Bin dereplication

Bin dereplication using DAS_Tool - Creating input tables

As we discussed in the previous exercise, we have now generated two sets of bins from the same single assembly. With this mock data set we can see that MetaBAT recovered 12 bins, while MaxBin recovered 10. Note that we are aiming to recover prokaryote genomes using these binning tools (we will use other tools to investigate viral genomes in later exercises), and 10 bacterial and archaeal genomes were used in the creation of this mock community. If our mock community only contained these 10 prokaryote genomes and omitted the viral genomes, we shouldn't expect to see more than 10 bins total. In our case here, these tools have likely recovered 10 bins of the same genomes. The additional two bins identified by MetaBAT may be the result of noise introduced into the binning process by the viral contigs included in the data.
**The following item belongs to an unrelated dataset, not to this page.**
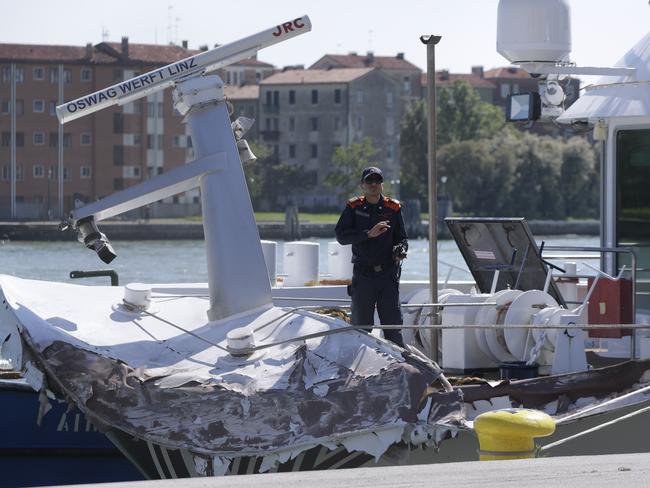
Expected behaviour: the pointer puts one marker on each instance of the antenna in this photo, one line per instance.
(197, 65)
Furthermore, it is not clear which tool has done a better job of recruiting contigs to each bin - we very rarely expect to see the complete genome recovered from these kinds of data, so while it is probably the case that while an equivalent bin is present in the MetaBAT and MaxBin outputs, they will likely be of differing quality.

DAS_Tool is a program designed to analyse the bins in each of our binning sets and determine where these equivalent pairs (or triplets if we use three binners) exist and return the 'best' one. DAS_Tool does not use the actual bins, but a set of text files that link contigs to their corresponding bins in each of the bin sets. We can produce these files using bash.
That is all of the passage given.